Not being a young adult, much of the recent "Young Adult" boom has passed me by. As much as anything this is because it's simply not aimed at me, and so many of the beats that make it popular with say, teenagers, are ones that I'm very familiar with (as YA existed long before it got it's own shelves at Waterstones) or don't appeal because I'm forced to admit that I'm not probably sort-of middle aged. Dammit. Anyway, the one series that does seem to have connected with me is the Hunger Games - I enjoyed the books, and the first two films were both corking good fun, anchored in strong performances and smart adaptation choices. However, as is the way of things, they have split the final book in two, and we've only just caught up with Mockingjay, Part 1, and will have to wait for the proper finale later this year.
In fairness to the team behind the movie, Mockingjay has to cover a lot of ground. Picking up from after the cliffhanger ending of Catching Fire, we are introduced the District 13, and filled in on a bunch of the politics and backstory that got dropped in the earlier movies, and somehow expand the world out from one of Katniss' battle to survive and endure, to a full-blown revolutionary narrative. Mockingjay Part 1 doesn't feel padded, or bloated, and doesn't suffer from a sense that this is being drawn out artifically; its not as wildly incoherent, for example, as the first half of Harry Potter and the Deathly Hallows, nor as randomly dull as any of the Hobbit films. It does, however, suffer from being only half a film.
There is a solid attempt to let the movie stand on it's own by bringing to it a big central theme - that of media manipulation and propaganda wars. As Katniss and Peeta become vital symbols, the blatant manipulation of Peeta is played against the more subtle manipulation of Katniss, and the importance of symbolism, always a subtext item in the series, is right there front and centre. Which is pretty cool.
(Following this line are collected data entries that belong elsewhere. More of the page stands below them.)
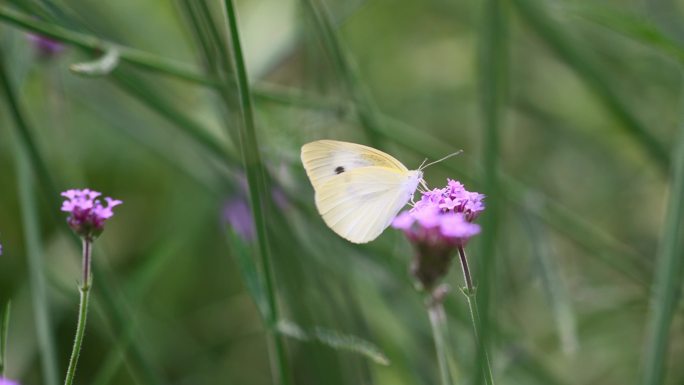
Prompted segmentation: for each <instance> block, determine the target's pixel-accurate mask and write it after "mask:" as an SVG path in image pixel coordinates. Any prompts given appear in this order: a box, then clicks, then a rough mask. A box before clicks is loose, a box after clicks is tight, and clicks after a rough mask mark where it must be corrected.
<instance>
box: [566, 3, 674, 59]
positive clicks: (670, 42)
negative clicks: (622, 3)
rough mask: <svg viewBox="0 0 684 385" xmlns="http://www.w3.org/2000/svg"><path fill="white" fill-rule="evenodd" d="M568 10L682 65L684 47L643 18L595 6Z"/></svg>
mask: <svg viewBox="0 0 684 385" xmlns="http://www.w3.org/2000/svg"><path fill="white" fill-rule="evenodd" d="M568 10H569V11H570V12H573V13H576V14H577V15H579V16H581V17H583V18H585V19H587V20H590V21H592V22H594V23H597V24H599V25H601V26H603V27H605V28H608V29H610V30H612V31H614V32H616V33H619V34H621V35H623V36H626V37H629V38H631V39H633V40H635V41H638V42H641V43H643V44H646V45H647V46H649V47H652V48H655V49H657V50H659V51H660V52H662V53H664V54H666V55H668V56H670V57H671V58H673V59H674V60H677V61H679V62H680V63H684V47H683V46H682V45H681V44H680V43H678V42H677V40H675V39H674V38H672V37H670V36H669V35H667V34H666V33H665V32H664V31H662V30H661V29H660V27H658V25H656V24H654V23H653V22H652V21H650V20H648V19H646V18H644V17H640V16H638V15H636V14H633V13H630V12H626V11H623V10H621V9H615V8H608V7H605V6H597V5H591V6H587V5H584V6H577V7H569V9H568Z"/></svg>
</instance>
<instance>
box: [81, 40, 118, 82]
mask: <svg viewBox="0 0 684 385" xmlns="http://www.w3.org/2000/svg"><path fill="white" fill-rule="evenodd" d="M118 65H119V51H118V50H117V49H116V48H114V47H111V48H109V49H108V50H107V52H106V53H105V54H104V55H102V56H101V57H99V58H97V59H95V60H93V61H89V62H84V63H74V64H72V65H70V66H69V70H71V72H73V73H75V74H77V75H81V76H94V77H97V76H106V75H109V74H110V73H111V72H112V71H114V69H115V68H116V66H118Z"/></svg>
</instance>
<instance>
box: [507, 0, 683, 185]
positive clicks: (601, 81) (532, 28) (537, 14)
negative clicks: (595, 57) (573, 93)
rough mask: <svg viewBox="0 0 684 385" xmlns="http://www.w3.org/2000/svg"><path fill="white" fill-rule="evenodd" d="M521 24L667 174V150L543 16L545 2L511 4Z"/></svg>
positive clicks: (563, 33)
mask: <svg viewBox="0 0 684 385" xmlns="http://www.w3.org/2000/svg"><path fill="white" fill-rule="evenodd" d="M511 4H513V5H514V6H515V8H516V9H517V11H518V14H520V16H521V18H522V19H523V21H524V22H525V23H526V24H527V25H529V26H530V28H531V29H532V30H534V31H535V32H536V33H537V35H538V36H539V37H540V38H541V39H542V40H543V41H544V42H545V43H546V44H547V45H548V46H549V48H550V49H551V50H552V51H553V52H554V53H555V54H556V55H557V56H558V57H559V58H561V59H562V60H563V61H564V62H565V63H567V64H568V66H570V68H572V69H573V70H574V71H575V72H577V74H578V75H579V76H580V77H581V78H582V79H583V80H584V83H585V84H586V85H587V87H589V88H590V89H591V90H592V91H593V92H594V93H595V94H596V96H597V97H598V98H599V100H600V101H601V102H602V103H603V104H604V105H605V107H606V109H607V110H608V111H609V112H610V113H611V114H612V115H613V116H614V117H615V119H616V120H617V121H619V122H620V123H621V124H622V126H621V128H622V129H623V130H624V131H625V133H627V134H628V135H629V136H631V137H632V139H633V140H634V142H635V143H637V144H638V145H639V146H641V147H642V149H643V150H644V152H645V153H647V154H648V155H649V156H650V157H651V160H652V161H653V162H654V163H655V164H656V165H657V166H658V168H659V170H660V171H662V172H664V173H665V172H667V170H668V168H669V166H670V160H671V159H670V155H669V153H668V150H667V148H666V147H665V146H664V145H663V144H662V143H661V142H660V140H659V139H658V138H657V137H656V136H655V135H653V134H652V133H651V132H650V131H649V130H648V129H647V127H646V126H644V125H643V124H642V123H641V122H640V121H639V119H637V117H636V116H635V115H634V114H633V113H632V110H631V109H630V108H629V106H627V105H626V104H625V103H624V102H623V101H622V99H621V98H620V97H619V96H618V93H617V92H616V91H615V90H614V89H613V87H612V85H611V84H610V83H609V82H608V80H607V79H608V77H607V76H605V74H604V72H603V71H602V70H601V69H600V67H598V66H596V65H595V64H594V63H593V62H592V61H591V60H590V59H589V58H588V57H587V55H585V54H584V52H583V51H582V50H581V49H580V48H579V47H580V45H579V44H575V43H574V42H572V41H571V39H570V38H569V36H568V35H566V33H565V31H563V30H562V29H561V27H560V24H559V23H558V22H557V21H556V20H554V19H553V18H552V17H549V15H547V14H546V12H545V10H544V8H543V7H544V5H543V4H544V2H539V1H537V0H513V1H511Z"/></svg>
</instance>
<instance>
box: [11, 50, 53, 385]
mask: <svg viewBox="0 0 684 385" xmlns="http://www.w3.org/2000/svg"><path fill="white" fill-rule="evenodd" d="M0 86H1V87H2V90H3V91H4V95H5V98H6V100H7V103H8V105H9V107H10V111H11V114H12V117H13V119H14V122H15V125H14V126H15V127H16V133H17V135H14V140H13V141H14V146H12V148H13V149H14V158H15V161H16V167H17V176H18V183H17V188H18V196H19V199H20V205H21V218H22V228H23V233H24V244H25V246H26V256H27V262H28V272H29V284H30V288H31V304H32V307H33V311H34V315H35V317H34V321H35V324H34V325H35V332H36V338H37V341H38V345H39V349H40V363H41V368H42V372H43V381H44V382H45V384H46V385H57V384H58V383H59V371H58V365H57V362H58V361H57V354H56V349H55V343H54V341H55V338H54V331H53V329H52V322H51V318H50V312H49V304H48V299H47V283H46V281H45V271H44V263H43V258H42V246H41V245H42V241H41V238H42V237H41V233H40V217H39V214H38V207H37V201H36V194H35V189H34V181H33V180H34V175H35V176H38V179H39V180H40V181H41V182H42V185H43V186H44V187H46V188H48V189H49V188H52V187H53V186H54V185H53V183H52V180H51V179H50V175H49V174H48V172H47V167H46V166H45V163H41V162H38V163H39V164H36V167H34V170H33V171H35V174H34V172H32V170H31V166H30V164H31V161H32V160H35V159H37V158H40V153H39V152H38V150H37V147H36V144H35V142H34V141H33V139H32V136H31V132H30V129H29V127H28V123H27V120H26V115H25V114H24V113H23V111H22V110H21V108H20V107H19V102H18V100H17V97H16V94H15V93H14V90H13V88H12V85H11V84H10V79H9V76H8V72H7V70H6V69H5V67H4V63H3V61H2V53H1V52H0ZM34 164H35V163H34ZM51 198H52V197H49V198H48V200H49V201H50V202H51V203H52V202H53V201H54V199H51ZM55 205H56V203H55Z"/></svg>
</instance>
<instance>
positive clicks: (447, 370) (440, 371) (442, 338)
mask: <svg viewBox="0 0 684 385" xmlns="http://www.w3.org/2000/svg"><path fill="white" fill-rule="evenodd" d="M445 288H446V286H439V287H437V288H436V289H435V290H434V291H433V292H432V295H431V297H430V301H429V303H428V317H430V326H432V338H433V339H434V340H435V350H436V351H437V364H438V365H439V377H440V384H441V385H452V384H453V383H454V381H453V379H452V378H451V371H450V370H449V361H450V360H449V349H448V346H447V336H448V335H449V333H448V331H447V319H446V313H445V312H444V297H445V295H446V293H447V290H446V289H445Z"/></svg>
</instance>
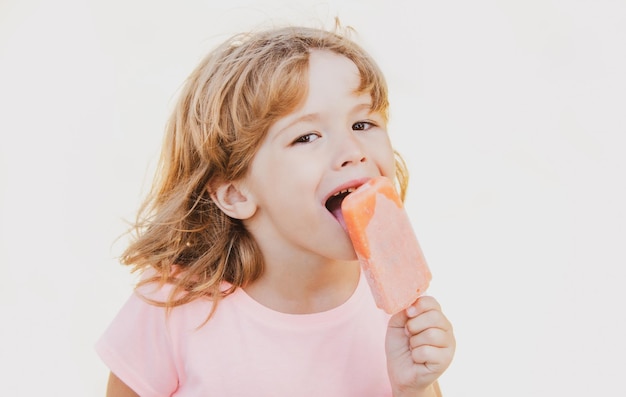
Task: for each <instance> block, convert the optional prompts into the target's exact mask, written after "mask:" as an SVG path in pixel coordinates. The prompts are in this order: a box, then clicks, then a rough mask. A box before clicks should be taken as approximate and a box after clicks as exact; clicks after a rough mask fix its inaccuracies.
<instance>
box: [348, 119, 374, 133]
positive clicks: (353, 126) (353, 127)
mask: <svg viewBox="0 0 626 397" xmlns="http://www.w3.org/2000/svg"><path fill="white" fill-rule="evenodd" d="M374 126H375V124H374V123H372V122H370V121H357V122H356V123H354V124H352V130H354V131H367V130H369V129H370V128H372V127H374Z"/></svg>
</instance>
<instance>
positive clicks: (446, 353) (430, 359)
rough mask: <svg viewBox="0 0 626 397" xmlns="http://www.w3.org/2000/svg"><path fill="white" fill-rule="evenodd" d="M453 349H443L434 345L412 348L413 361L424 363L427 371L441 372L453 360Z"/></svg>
mask: <svg viewBox="0 0 626 397" xmlns="http://www.w3.org/2000/svg"><path fill="white" fill-rule="evenodd" d="M452 354H453V353H452V349H441V348H438V347H433V346H427V345H426V346H420V347H417V348H415V349H412V350H411V358H412V359H413V362H414V363H416V364H419V365H423V366H424V368H425V369H426V371H427V372H430V373H441V372H443V371H444V370H445V369H446V368H447V367H448V365H449V363H450V361H451V355H452Z"/></svg>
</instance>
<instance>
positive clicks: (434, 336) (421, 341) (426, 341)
mask: <svg viewBox="0 0 626 397" xmlns="http://www.w3.org/2000/svg"><path fill="white" fill-rule="evenodd" d="M453 339H454V338H453V337H452V336H451V335H450V334H449V333H447V332H445V331H442V330H440V329H438V328H429V329H427V330H425V331H423V332H420V333H419V334H417V335H413V336H411V337H410V338H409V346H410V348H411V349H415V348H418V347H420V346H433V347H440V348H446V347H450V346H452V345H453V344H454V341H453Z"/></svg>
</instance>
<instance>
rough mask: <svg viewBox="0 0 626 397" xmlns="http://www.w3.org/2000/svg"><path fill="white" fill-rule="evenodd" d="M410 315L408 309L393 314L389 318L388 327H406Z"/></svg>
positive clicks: (393, 327) (390, 327)
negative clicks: (407, 314) (407, 321)
mask: <svg viewBox="0 0 626 397" xmlns="http://www.w3.org/2000/svg"><path fill="white" fill-rule="evenodd" d="M408 319H409V316H407V313H406V310H405V309H403V310H400V311H399V312H398V313H396V314H394V315H393V316H391V318H390V319H389V323H388V327H389V328H404V326H405V325H406V322H407V320H408Z"/></svg>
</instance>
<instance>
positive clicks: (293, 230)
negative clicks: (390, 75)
mask: <svg viewBox="0 0 626 397" xmlns="http://www.w3.org/2000/svg"><path fill="white" fill-rule="evenodd" d="M308 79H309V92H308V96H307V97H306V99H305V102H304V103H303V104H302V105H301V106H300V107H299V108H297V109H296V110H295V111H294V112H292V113H291V114H288V115H287V116H285V117H283V118H281V119H279V120H278V121H277V122H276V123H275V124H273V125H272V126H271V127H270V129H269V131H268V134H267V137H266V138H265V140H264V142H263V143H262V144H261V146H260V148H259V151H258V152H257V154H256V156H255V158H254V159H253V161H252V164H251V167H250V170H249V174H248V177H247V178H246V181H245V185H246V187H247V189H248V191H249V194H251V196H252V199H253V200H254V201H255V203H256V205H257V211H256V212H255V214H254V215H253V216H252V217H251V218H249V219H247V220H246V221H245V224H246V227H247V228H248V230H250V232H251V233H252V234H253V236H254V237H255V239H256V240H257V242H258V243H259V246H260V247H261V250H262V251H263V252H264V255H265V256H266V258H265V259H266V261H272V260H277V258H285V255H287V258H289V257H291V258H298V260H303V259H304V257H303V254H304V255H305V256H306V257H307V258H317V259H315V260H327V259H338V260H355V259H356V256H355V254H354V250H353V248H352V244H351V243H350V240H349V238H348V235H347V233H346V232H345V230H344V229H343V227H342V226H341V223H342V218H341V216H337V214H340V211H338V206H339V202H340V200H330V201H329V198H330V197H332V196H333V195H334V194H336V193H338V192H340V191H342V190H344V189H348V188H354V187H357V186H359V185H361V184H362V183H363V182H364V181H366V180H367V179H370V178H372V177H375V176H379V175H384V176H387V177H389V178H393V177H394V172H395V161H394V154H393V150H392V148H391V144H390V142H389V137H388V135H387V131H386V126H385V122H384V118H383V116H382V115H381V114H379V113H371V109H370V108H371V103H372V101H371V98H370V95H369V94H355V91H356V89H357V88H358V87H359V83H360V76H359V72H358V69H357V68H356V66H355V65H354V63H353V62H352V61H350V60H349V59H348V58H346V57H344V56H341V55H338V54H335V53H332V52H330V51H323V50H315V51H312V52H311V57H310V63H309V76H308ZM333 201H334V206H333V205H331V204H332V202H333ZM327 205H329V206H330V207H331V209H330V210H329V208H327ZM331 210H335V211H331ZM333 212H335V215H333ZM272 253H276V255H272ZM311 255H312V256H311ZM288 260H289V259H288Z"/></svg>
It misses a couple of tricks in places, as the movie itself continues to play big emotive scenes of Katniss, rather than the movie showing the media creating them, but on the whole it's nice to see this explored at all, and certainly Part 2 probably won't have chance to.
A more serious problem is with Katniss herself. Jennifer Lawrence is, as is she is in pretty much everything, a great presence, but Katniss spends most of the film dazed and demoralised, passive and controlled. It's understandable - hell, it's partly the point - but there is only rare flashes of her more pro-active, righteous nature that made her a symbol in the first place. I know they're holding this back; I know what's to come, but as a film in it's own right Mockingjay Part 1 is robbed of a central moment of strength for it's central character.
The surrounding cast are pretty good too - with Peeta only appearing distantly, and Haymitch also pretty absent, we do get a camera team that includes Marjery Tyrell and Foggy Nelson to make up for it, which is pretty cool. Watching Julianne Moore and Phillip Seymour Hoffman work makes their scenes a great thrill (if tempered by not a small amount of loss) and the series emphasis on character remains intact.
So yes, Mockingjay Part 1 is half a movie - which makes it hard to judge on it's own right. I think its a good half, and I think it's doing a good job setting up it's second half, but it's so completely lacking any sort of proper resolution or final act, it's hard to assess in any other way. It does succeed in making really look forward to Part 2, though, so there is that.